It is looking like we may be showing late this summer, if not, then early next year. Have I mentioned that this goofy mare runs though the yard and jumps stuff? It is ridiculous. Scary, as well, when she decides to jump a muddy on both sides ditch after it rains. 

Well I have stuff to do, good luck and a great day to you all.


----------



## Trying Again (Mar 8, 2015)

Well ouch. I rode last week but I have no clue whatsoever what happened. Got busy and never wrote it down, didn't have time to ride Monday, wasn't a very god day, hacked out for around fifteen minutes yesterday. 

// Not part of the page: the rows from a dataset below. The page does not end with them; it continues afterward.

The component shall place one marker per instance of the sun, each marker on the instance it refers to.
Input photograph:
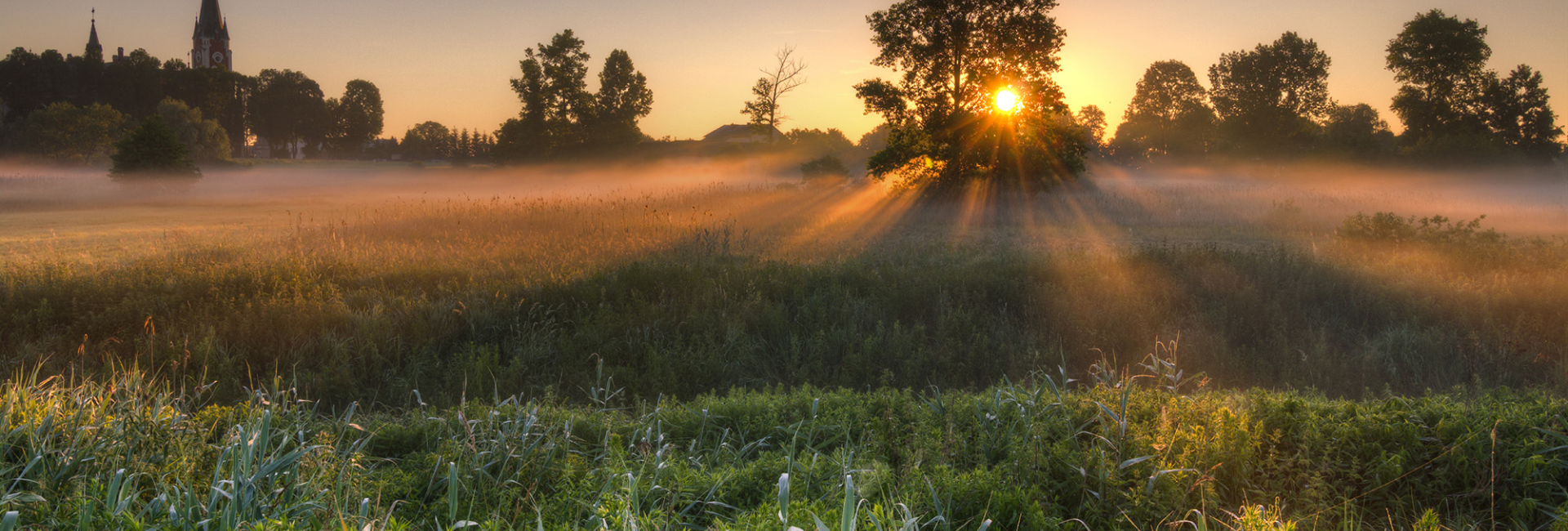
(1005, 100)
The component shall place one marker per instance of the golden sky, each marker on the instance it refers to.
(449, 61)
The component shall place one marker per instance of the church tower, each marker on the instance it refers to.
(211, 39)
(95, 49)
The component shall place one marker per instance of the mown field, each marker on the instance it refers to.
(372, 346)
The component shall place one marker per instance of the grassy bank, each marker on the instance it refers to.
(1118, 452)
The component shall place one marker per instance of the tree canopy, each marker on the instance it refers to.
(1520, 114)
(289, 109)
(763, 110)
(153, 151)
(954, 56)
(623, 99)
(1269, 97)
(429, 141)
(356, 116)
(1169, 114)
(203, 138)
(560, 116)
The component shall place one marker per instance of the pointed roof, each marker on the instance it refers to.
(211, 22)
(93, 44)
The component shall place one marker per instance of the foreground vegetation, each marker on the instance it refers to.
(1114, 452)
(496, 298)
(661, 360)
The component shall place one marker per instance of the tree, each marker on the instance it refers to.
(429, 141)
(623, 99)
(1094, 119)
(220, 95)
(287, 109)
(821, 143)
(134, 85)
(30, 82)
(1269, 99)
(557, 107)
(1169, 114)
(526, 136)
(1356, 132)
(1521, 116)
(153, 151)
(784, 77)
(1443, 63)
(954, 56)
(356, 116)
(204, 138)
(71, 133)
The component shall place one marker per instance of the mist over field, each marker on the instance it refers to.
(1263, 203)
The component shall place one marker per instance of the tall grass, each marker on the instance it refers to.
(1037, 455)
(492, 298)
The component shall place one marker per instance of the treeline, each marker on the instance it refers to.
(74, 109)
(1274, 102)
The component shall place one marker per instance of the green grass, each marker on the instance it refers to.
(1118, 453)
(659, 360)
(375, 312)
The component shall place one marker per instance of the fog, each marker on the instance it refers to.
(1258, 203)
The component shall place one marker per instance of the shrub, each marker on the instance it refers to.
(153, 151)
(1438, 230)
(825, 167)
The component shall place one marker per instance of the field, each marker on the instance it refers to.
(356, 345)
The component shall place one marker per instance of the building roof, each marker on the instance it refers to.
(741, 132)
(211, 22)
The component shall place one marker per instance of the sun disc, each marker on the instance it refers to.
(1005, 100)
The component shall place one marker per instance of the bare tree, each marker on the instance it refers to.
(782, 78)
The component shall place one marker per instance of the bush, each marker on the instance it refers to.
(1438, 230)
(823, 167)
(153, 151)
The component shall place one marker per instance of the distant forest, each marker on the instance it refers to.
(1267, 102)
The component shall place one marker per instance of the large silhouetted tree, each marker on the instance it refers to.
(1521, 116)
(623, 99)
(1356, 132)
(1269, 97)
(1441, 63)
(30, 82)
(783, 77)
(560, 116)
(429, 140)
(134, 85)
(204, 138)
(557, 109)
(1169, 114)
(356, 118)
(1094, 119)
(952, 58)
(287, 109)
(153, 151)
(220, 95)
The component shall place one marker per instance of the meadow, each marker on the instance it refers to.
(317, 346)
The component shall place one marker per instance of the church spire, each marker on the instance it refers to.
(93, 46)
(211, 39)
(211, 22)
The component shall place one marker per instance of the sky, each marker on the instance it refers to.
(451, 61)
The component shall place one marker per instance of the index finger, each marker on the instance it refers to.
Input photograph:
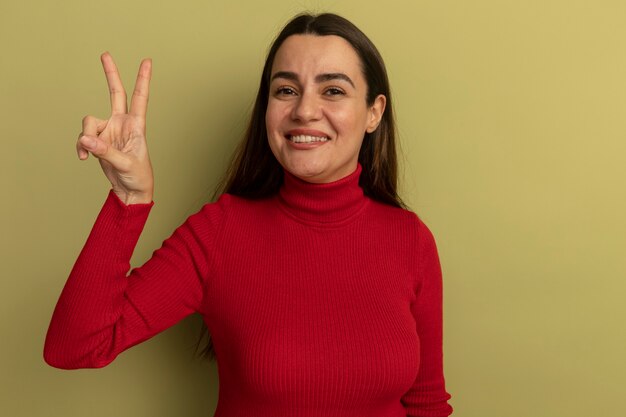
(139, 101)
(116, 89)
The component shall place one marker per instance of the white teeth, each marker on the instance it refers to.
(307, 139)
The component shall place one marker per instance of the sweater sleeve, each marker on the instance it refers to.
(103, 309)
(428, 397)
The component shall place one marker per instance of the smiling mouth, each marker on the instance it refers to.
(307, 139)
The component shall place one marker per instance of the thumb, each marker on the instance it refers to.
(104, 151)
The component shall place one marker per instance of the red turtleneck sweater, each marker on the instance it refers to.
(319, 300)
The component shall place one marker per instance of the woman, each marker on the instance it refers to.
(322, 295)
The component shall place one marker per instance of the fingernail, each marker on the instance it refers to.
(88, 142)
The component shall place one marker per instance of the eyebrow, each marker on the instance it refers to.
(318, 78)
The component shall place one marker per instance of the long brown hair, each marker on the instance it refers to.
(255, 172)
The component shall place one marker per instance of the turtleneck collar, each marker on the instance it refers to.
(322, 204)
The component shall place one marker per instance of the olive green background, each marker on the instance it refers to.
(512, 121)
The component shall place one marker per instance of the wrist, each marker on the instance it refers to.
(134, 197)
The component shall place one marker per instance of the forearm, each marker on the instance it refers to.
(82, 329)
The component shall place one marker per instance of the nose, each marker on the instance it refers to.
(307, 108)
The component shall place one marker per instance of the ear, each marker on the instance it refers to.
(376, 111)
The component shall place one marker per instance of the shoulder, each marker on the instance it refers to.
(401, 217)
(230, 207)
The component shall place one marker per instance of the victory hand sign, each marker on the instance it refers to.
(119, 142)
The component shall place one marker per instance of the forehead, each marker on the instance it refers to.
(315, 54)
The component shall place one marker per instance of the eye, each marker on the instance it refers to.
(285, 91)
(334, 91)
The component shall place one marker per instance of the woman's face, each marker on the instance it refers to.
(317, 113)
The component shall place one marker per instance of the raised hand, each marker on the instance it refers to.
(119, 142)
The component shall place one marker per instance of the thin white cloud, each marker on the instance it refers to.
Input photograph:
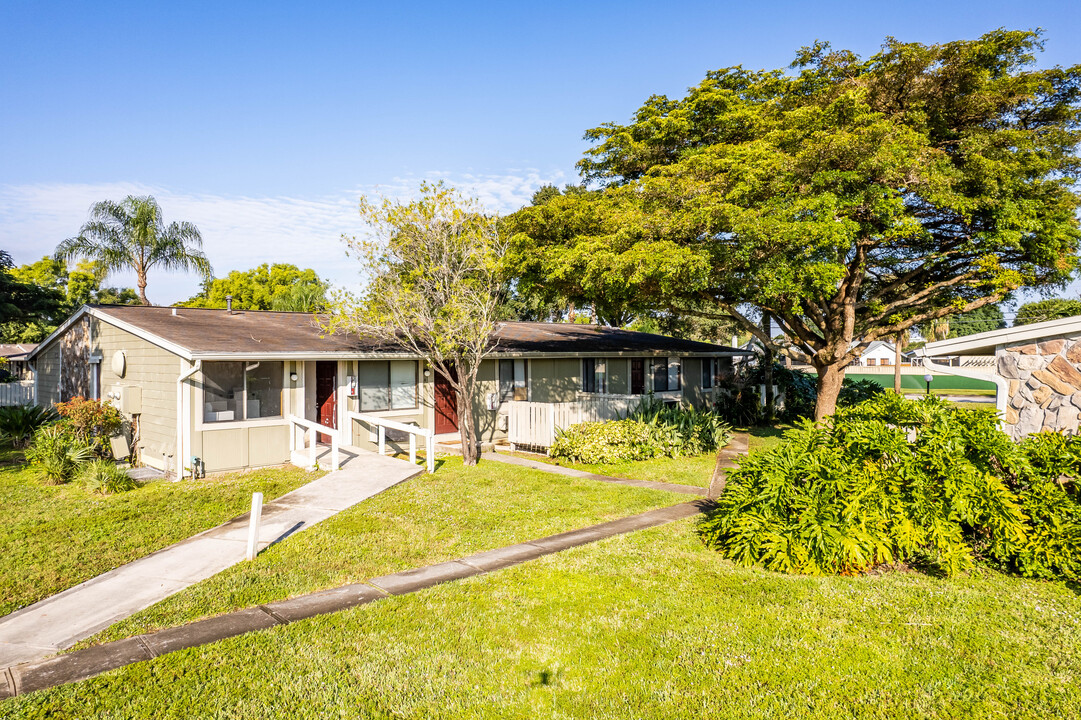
(238, 231)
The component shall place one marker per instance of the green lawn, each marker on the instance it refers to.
(431, 518)
(55, 536)
(696, 470)
(645, 625)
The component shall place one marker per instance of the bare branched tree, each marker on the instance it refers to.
(432, 289)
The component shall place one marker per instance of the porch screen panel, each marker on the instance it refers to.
(264, 389)
(402, 384)
(373, 380)
(637, 375)
(223, 391)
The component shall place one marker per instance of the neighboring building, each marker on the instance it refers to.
(1036, 371)
(223, 385)
(879, 352)
(15, 355)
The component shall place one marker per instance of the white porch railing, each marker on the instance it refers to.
(382, 424)
(309, 430)
(535, 423)
(19, 392)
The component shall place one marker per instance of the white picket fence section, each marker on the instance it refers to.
(534, 424)
(16, 394)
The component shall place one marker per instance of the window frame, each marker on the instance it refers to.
(200, 411)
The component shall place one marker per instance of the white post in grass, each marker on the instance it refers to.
(253, 525)
(430, 450)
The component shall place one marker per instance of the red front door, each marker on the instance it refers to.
(446, 405)
(327, 396)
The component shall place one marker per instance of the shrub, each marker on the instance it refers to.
(103, 476)
(605, 442)
(902, 480)
(742, 405)
(91, 421)
(653, 430)
(17, 423)
(57, 453)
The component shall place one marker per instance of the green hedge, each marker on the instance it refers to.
(918, 481)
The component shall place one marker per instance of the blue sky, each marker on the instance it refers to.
(264, 122)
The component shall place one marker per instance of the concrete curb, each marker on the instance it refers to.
(84, 664)
(571, 472)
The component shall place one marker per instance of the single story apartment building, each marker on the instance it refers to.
(217, 387)
(1037, 370)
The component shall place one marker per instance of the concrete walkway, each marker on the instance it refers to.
(58, 622)
(82, 664)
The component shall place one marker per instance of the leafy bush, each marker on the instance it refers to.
(741, 405)
(17, 423)
(57, 453)
(91, 421)
(654, 429)
(855, 391)
(103, 476)
(902, 480)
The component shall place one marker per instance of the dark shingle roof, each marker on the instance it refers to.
(202, 331)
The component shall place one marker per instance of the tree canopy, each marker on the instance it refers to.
(1046, 309)
(132, 235)
(39, 295)
(278, 287)
(432, 289)
(851, 199)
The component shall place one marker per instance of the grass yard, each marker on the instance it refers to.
(55, 536)
(431, 518)
(645, 625)
(696, 470)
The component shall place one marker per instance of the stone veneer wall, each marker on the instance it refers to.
(1044, 386)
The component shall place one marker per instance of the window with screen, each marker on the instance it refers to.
(512, 384)
(241, 390)
(387, 385)
(594, 375)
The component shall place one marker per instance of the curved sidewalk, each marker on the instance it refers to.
(83, 664)
(63, 620)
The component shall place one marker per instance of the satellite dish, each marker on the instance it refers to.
(119, 363)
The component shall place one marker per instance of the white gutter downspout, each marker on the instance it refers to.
(1001, 394)
(179, 416)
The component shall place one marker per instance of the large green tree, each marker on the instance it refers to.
(1048, 309)
(850, 199)
(131, 235)
(278, 287)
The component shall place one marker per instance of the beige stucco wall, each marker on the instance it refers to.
(152, 370)
(48, 375)
(1044, 385)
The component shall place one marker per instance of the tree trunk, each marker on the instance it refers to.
(467, 429)
(768, 370)
(896, 365)
(829, 386)
(142, 289)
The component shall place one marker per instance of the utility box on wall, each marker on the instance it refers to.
(128, 399)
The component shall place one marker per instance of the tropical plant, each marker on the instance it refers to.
(18, 423)
(57, 453)
(131, 235)
(901, 480)
(654, 429)
(103, 476)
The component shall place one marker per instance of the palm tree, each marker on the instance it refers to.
(131, 235)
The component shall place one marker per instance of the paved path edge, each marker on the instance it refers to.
(90, 662)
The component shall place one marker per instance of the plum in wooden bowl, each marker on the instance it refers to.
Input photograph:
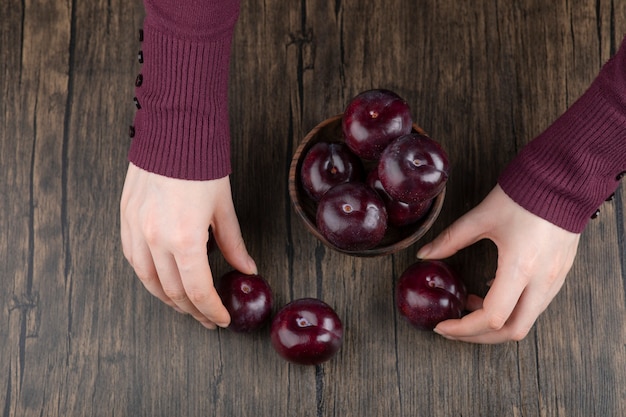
(362, 206)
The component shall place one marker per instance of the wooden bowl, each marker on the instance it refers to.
(395, 239)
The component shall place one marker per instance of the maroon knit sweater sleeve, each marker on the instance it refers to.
(181, 127)
(570, 169)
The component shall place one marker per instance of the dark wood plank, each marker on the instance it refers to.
(82, 337)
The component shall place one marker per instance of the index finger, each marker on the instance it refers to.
(497, 307)
(197, 280)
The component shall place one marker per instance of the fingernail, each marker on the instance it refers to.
(210, 326)
(252, 266)
(424, 251)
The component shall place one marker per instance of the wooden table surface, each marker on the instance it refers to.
(79, 335)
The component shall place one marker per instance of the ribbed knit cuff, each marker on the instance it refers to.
(182, 125)
(568, 171)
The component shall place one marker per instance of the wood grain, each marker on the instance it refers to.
(81, 337)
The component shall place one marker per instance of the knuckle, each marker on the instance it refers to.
(520, 334)
(199, 297)
(177, 295)
(496, 322)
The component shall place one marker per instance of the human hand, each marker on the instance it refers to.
(534, 256)
(165, 229)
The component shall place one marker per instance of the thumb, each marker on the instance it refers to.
(460, 234)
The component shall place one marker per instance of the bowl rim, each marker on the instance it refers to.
(425, 223)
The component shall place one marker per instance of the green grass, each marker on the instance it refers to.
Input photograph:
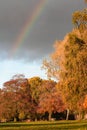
(55, 125)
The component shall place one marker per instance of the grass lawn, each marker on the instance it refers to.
(53, 125)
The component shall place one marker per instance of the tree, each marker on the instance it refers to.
(35, 87)
(50, 101)
(20, 101)
(68, 64)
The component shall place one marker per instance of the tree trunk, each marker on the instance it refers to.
(50, 113)
(67, 114)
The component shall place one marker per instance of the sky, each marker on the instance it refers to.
(28, 29)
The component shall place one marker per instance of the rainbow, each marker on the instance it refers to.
(28, 26)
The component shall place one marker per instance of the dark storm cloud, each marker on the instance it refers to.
(54, 22)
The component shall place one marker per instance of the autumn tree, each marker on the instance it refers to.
(68, 64)
(20, 101)
(50, 100)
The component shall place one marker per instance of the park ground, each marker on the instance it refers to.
(45, 125)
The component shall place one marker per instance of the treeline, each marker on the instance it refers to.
(34, 99)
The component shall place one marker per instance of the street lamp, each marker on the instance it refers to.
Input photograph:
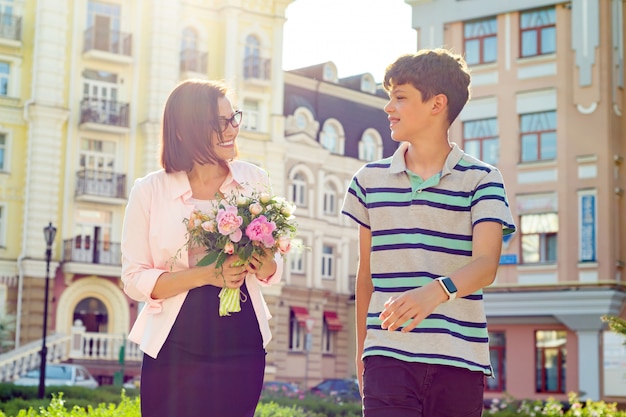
(49, 232)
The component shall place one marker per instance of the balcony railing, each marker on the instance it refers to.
(258, 68)
(112, 41)
(83, 249)
(194, 61)
(91, 182)
(10, 27)
(105, 112)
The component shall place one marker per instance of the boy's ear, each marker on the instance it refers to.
(440, 103)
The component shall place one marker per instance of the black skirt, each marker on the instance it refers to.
(209, 365)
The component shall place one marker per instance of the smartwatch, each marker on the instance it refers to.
(448, 286)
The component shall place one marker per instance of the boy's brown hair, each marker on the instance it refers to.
(432, 72)
(189, 120)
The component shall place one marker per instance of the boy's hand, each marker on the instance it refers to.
(415, 305)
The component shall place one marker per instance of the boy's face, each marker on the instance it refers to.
(408, 115)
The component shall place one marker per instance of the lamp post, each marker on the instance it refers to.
(49, 233)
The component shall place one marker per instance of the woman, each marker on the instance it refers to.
(195, 361)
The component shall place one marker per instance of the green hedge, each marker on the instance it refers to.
(111, 401)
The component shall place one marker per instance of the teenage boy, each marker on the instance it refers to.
(431, 220)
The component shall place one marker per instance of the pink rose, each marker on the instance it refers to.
(229, 248)
(261, 230)
(228, 223)
(284, 244)
(209, 226)
(255, 209)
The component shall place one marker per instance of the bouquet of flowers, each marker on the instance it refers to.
(243, 226)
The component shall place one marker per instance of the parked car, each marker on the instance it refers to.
(336, 387)
(133, 383)
(281, 387)
(60, 374)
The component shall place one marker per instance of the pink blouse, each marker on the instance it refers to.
(153, 233)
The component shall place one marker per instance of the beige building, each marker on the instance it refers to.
(547, 109)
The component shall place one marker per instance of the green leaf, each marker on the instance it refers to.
(209, 259)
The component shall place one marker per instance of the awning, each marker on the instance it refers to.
(302, 315)
(332, 321)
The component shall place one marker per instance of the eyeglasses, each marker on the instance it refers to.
(234, 121)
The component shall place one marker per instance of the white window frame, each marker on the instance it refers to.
(328, 339)
(13, 78)
(328, 262)
(297, 334)
(339, 145)
(6, 150)
(297, 260)
(3, 224)
(375, 146)
(251, 115)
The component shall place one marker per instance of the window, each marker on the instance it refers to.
(92, 238)
(330, 328)
(298, 190)
(4, 78)
(331, 137)
(296, 256)
(481, 42)
(550, 351)
(330, 200)
(480, 139)
(539, 237)
(328, 260)
(3, 152)
(370, 146)
(538, 136)
(251, 115)
(297, 328)
(255, 66)
(497, 355)
(3, 225)
(104, 20)
(538, 32)
(191, 59)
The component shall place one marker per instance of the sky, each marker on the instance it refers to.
(358, 36)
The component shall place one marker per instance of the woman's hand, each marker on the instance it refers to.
(232, 274)
(262, 265)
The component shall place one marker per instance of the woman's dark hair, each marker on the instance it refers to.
(432, 72)
(189, 120)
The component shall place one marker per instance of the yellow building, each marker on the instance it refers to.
(82, 90)
(548, 110)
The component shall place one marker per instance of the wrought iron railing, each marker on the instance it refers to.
(106, 112)
(83, 249)
(91, 182)
(255, 67)
(194, 60)
(113, 41)
(10, 27)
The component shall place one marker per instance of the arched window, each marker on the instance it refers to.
(330, 199)
(93, 313)
(332, 137)
(254, 66)
(191, 58)
(298, 190)
(370, 146)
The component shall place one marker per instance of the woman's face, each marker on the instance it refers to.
(225, 150)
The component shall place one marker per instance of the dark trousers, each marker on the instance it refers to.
(394, 388)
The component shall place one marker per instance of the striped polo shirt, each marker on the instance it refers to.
(421, 230)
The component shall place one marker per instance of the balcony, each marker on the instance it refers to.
(10, 29)
(108, 45)
(194, 61)
(257, 69)
(100, 187)
(83, 249)
(104, 115)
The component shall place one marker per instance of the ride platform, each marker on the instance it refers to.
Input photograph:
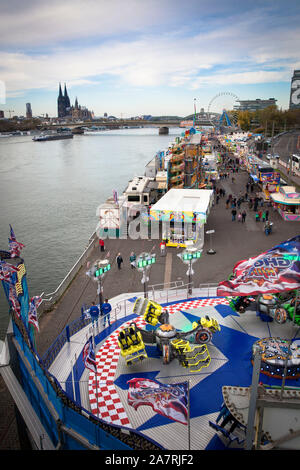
(105, 394)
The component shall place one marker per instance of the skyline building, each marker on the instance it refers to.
(66, 110)
(28, 111)
(295, 91)
(254, 105)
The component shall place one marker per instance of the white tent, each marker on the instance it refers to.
(185, 202)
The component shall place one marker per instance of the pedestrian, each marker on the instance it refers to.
(101, 244)
(94, 312)
(105, 312)
(119, 260)
(162, 248)
(132, 259)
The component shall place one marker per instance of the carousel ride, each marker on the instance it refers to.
(189, 348)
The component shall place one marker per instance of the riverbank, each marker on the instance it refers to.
(232, 241)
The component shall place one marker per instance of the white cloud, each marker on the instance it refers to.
(141, 46)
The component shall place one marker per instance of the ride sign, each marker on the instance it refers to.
(276, 270)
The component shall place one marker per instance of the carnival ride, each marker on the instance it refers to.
(240, 303)
(189, 348)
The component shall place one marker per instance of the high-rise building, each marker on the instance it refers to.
(254, 105)
(28, 111)
(65, 110)
(295, 90)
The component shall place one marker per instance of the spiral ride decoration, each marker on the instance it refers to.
(228, 116)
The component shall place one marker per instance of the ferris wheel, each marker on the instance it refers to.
(221, 109)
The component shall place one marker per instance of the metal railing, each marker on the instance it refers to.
(178, 290)
(52, 297)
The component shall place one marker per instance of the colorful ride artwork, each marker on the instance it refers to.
(189, 348)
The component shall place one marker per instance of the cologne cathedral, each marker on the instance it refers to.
(65, 110)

Okay, I had my few days, time for some new rules. 
One: Remember that riding time is MY time, that is why it is in the morning, no children needing math homework help, no one hungry before a meal, I need to remember to enjoy riding. 

Two: Write it down as soon as possible, before animals are fed. 

Now, on to goals and plans.

The weekly plan:
Sunday: Rest
Monday: Jumping
Tuesday: Dressage/Heavy work
Wednesday: Hack/Rest
Thursday: Heavy work, lunge lesson
Friday: Dressage
Saturday: Jumping, lunge lesson

Warm up is usually a hack away from where we train.
Heavy work refers cross country and distance work. 
If she is full of jumping beans and cannot focus we will hack out instead, working on stop, go and turn. 

Sundays I will put together our weekly goals, on the last day of the month our monthly ones. 
I am thinking two to five weekly goals, and five monthly goals. 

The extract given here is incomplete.